To view a summary of the results:
> python chc_report_project.py <path>
To view more comprehensive results for a single file:
> python chc_report_project_file.py <path> <filename> --showcode
where
<filename>
should include the full path relative to the<path>
directory.More scripts are available in the
chc/cmdline/c_project
directory to investigate the open proof obligations or generate suggestions for contract conditions. A more detailed description of these scripts is given here. -
Juliet Test Suite A separate repository, CodeHawk-C-Targets-Juliet, has been prepared with a large number of C-language test cases from the Juliet Test Suite (originally developed by NSA's Center for Assured Software and now maintained by NIST). Scripts customized for these tests are provided in chc/cmdline/juliet.
To run these tests, first obtain the repository:
> git clone https://github.com/kestreltechnology/CodeHawk-C-Targets-Juliet.git
and set the path in chc/util/ConfigLocal.py (if not present, copy from ConfigLocal.template) in the targets property, e.g.,
juliettargets_home = os.path.expanduser('~') config.targets = { "juliet": os.path.join(juliettargets_home, "CodeHawk-C-Targets-Juliet/targets/juliettestcases.json") }
(modify juliettargets_home to reflect your local path to the CodeHawk-C-Targets-Juliet repository).

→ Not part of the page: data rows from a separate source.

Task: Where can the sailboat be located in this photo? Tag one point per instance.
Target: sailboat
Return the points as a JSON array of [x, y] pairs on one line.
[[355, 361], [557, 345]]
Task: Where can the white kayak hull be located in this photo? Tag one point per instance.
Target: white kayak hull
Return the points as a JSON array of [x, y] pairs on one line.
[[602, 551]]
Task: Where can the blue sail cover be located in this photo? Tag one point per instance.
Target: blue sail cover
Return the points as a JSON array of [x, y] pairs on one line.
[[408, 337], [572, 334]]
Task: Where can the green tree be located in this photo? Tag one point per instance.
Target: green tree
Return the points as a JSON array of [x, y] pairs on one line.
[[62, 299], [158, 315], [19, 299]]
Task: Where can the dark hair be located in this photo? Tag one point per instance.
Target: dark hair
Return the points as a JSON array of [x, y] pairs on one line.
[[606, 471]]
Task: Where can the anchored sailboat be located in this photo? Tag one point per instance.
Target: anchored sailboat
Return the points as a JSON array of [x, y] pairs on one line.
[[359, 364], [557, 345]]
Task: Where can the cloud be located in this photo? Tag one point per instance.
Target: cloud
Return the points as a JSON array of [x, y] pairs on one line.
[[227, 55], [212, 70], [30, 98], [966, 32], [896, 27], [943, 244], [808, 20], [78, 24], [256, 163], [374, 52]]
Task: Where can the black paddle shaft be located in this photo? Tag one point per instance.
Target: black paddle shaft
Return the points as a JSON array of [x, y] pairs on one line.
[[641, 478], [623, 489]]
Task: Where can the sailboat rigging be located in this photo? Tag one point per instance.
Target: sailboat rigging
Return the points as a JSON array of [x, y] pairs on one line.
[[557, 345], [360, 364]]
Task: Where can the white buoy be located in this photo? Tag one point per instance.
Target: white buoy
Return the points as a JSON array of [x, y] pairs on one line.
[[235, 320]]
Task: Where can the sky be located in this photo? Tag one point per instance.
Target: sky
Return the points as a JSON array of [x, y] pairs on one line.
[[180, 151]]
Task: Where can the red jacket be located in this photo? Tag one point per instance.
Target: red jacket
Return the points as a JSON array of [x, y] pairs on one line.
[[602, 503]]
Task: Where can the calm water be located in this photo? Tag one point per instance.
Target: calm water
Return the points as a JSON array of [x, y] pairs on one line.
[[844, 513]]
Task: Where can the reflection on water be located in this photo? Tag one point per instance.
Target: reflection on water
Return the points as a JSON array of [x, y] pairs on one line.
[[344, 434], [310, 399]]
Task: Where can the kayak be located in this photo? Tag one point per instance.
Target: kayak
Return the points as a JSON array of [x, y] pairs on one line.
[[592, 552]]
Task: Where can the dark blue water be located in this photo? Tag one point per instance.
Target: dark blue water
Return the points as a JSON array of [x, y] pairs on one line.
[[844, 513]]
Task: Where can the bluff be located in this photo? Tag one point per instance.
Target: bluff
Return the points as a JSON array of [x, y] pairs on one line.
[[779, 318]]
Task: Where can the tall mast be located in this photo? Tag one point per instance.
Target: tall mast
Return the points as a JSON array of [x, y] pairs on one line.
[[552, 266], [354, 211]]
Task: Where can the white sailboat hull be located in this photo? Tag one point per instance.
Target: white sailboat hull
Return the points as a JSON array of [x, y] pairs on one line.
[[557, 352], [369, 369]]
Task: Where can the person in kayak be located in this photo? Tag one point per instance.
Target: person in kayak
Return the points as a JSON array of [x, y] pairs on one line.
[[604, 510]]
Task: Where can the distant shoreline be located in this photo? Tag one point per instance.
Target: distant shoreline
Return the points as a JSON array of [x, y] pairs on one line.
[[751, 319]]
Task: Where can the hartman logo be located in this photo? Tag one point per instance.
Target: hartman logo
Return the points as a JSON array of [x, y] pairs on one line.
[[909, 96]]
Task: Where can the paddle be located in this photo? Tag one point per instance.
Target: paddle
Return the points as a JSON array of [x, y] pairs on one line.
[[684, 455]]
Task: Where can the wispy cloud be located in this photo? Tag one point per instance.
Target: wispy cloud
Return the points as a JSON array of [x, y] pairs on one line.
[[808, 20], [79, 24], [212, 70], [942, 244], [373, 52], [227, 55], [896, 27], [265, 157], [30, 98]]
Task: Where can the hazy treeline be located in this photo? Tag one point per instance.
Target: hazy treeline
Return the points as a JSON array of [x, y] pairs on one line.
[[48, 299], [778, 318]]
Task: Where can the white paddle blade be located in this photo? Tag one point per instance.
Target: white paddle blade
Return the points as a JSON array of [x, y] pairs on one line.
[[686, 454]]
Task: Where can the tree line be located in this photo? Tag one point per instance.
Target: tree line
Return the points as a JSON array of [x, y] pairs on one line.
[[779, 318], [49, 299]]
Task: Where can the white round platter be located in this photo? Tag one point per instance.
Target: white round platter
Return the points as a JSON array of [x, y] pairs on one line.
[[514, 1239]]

To check the configuration and analyze one of the tests:
> export PYTHONPATH=$HOME/CodeHawk-C > cd CodeHawk-C/chc/cmdline/juliet > python chc_check_config.py > python chc_analyze_juliettest.py CWE121 CWE129_large > python chc_score_juliettest.py CWE121 CWE129_large > python chc_report_juliettest.py CWE121 CWE129_large
Analysis of individual tests takes a few minutes or less than a minute if using multiple cores (use the --maxprocesses commandline argument to indicate the number of processors). More detailed descriptions of the scripts available for the Juliet tests are available here.
This repository contains the source code of the python infrastructure that invokes the parser and analyzer and interprets and reports the results. The source code for the parser and analyzer (written in OCaml) is provided on GitHub at https://github.com/kestreltechnology/codehawk in the CodeHawk/CHC directory.
Pre-parsed analysis targets are provided in separate repositories:
- CodeHawk-C-Targets-Misc: miscellaneous small c applications to demonstrate the use of function contracts and the analysis in general
- CodeHawk-C-Targets-Juliet: Juliet Test Suite v1.3 test cases (from NIST)
The development of the CodeHawk C Source Code Analyzer was sponsored in part by the Department of Homeland Security and the Air Force Research Laboratory under contract #FA8750-12-C-0277. The content of the information does not necessarily reflect the position or policy of the Government and no official endorsement should be inferred.